YOĞURT

Yoğurt, sütün mayalanmasıyla oluşan, beyaz koyu kıvamda bir süt ürünüdür. Tam yağlı ve yarım yağlı olarak ikiye ayrılır. En iyi yoğurt koyun ve manda sütünden yapılır. Türk Gıda Kodeksi Fermente Sütler Tebliği'ne göre Yoğurt; “Lactobacillus delbrueckii subsp. bulgaricus ve Streptococcus thermophilus bakterilerinin laktik asit fermantasyonu ile meydana gelen koagüle ürünü" olarak tanımlanmaktadır.

Sütün yoğurda dönüşmesini “Türk Basili" denen ve laktik asit çıkaran bir mikroorganizma sağlar. Bu mikroorganizma, en iyi vücut sıcaklığında gelişir. Yoğurt, süt şekerinin (laktozun), yoğurt mayasının etkisiyle kısmen laktik asit haline gelmesinden meydana gelen pıhtılaşmış bir süttür.
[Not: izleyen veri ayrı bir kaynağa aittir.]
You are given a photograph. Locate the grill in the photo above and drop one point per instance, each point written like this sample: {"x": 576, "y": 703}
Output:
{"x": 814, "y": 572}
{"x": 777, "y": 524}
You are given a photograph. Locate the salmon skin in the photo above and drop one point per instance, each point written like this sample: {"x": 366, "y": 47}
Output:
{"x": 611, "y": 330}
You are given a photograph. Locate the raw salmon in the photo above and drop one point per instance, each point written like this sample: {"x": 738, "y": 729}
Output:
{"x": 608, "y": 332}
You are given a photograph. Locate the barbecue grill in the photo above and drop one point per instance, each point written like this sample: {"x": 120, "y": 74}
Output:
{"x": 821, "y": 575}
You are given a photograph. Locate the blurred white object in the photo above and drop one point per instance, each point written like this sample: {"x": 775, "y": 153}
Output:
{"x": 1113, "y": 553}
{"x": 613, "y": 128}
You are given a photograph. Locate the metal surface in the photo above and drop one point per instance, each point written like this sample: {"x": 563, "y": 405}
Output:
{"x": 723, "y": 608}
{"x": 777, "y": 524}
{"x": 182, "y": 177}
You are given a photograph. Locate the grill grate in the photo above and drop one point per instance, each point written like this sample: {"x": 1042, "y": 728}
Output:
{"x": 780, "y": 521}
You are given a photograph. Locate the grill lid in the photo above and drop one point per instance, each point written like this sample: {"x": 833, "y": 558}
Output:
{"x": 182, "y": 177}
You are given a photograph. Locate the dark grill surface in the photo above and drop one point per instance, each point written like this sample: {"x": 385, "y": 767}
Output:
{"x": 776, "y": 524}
Sütteki asitiğin yükselmesiyle, sütün bileşimindeki kalsiyum kazainattan, kalsiyum ayrılarak kazein jel haline geçer yani pıhtılaşır. Bu olaya, yoğurtlaşma denir.

YOĞURDUN TÜRKİYE'DEKİ YERİ ve ÖNEMİ

Binlerce yıldan beri Türk ülkelerinde işlenen yoğurt, toplumumuzun beslenmesinde önemli yeri olan bir süt ürünüdür. Her çeşit sütten yapılabilmesi, basit kap ve usullerle her yerde herkes tarafından işlenebilmesi, satış ve tüketimdeki kolaylıklar onun Türkiye'nin en ücra köşelerine kadar yayılmasına sebep olmuştur.

Bugün birçok süt ürününü tanımayan çevrelerimiz vardır, ama yoğurdu veya onun sulandırılmış şekli olan ayranı bilmeyen mıntıkalarımız yok gibidir. Bu bakımdan yoğurt, Türkiye'nin milli bir yiyeceği kabul edilir.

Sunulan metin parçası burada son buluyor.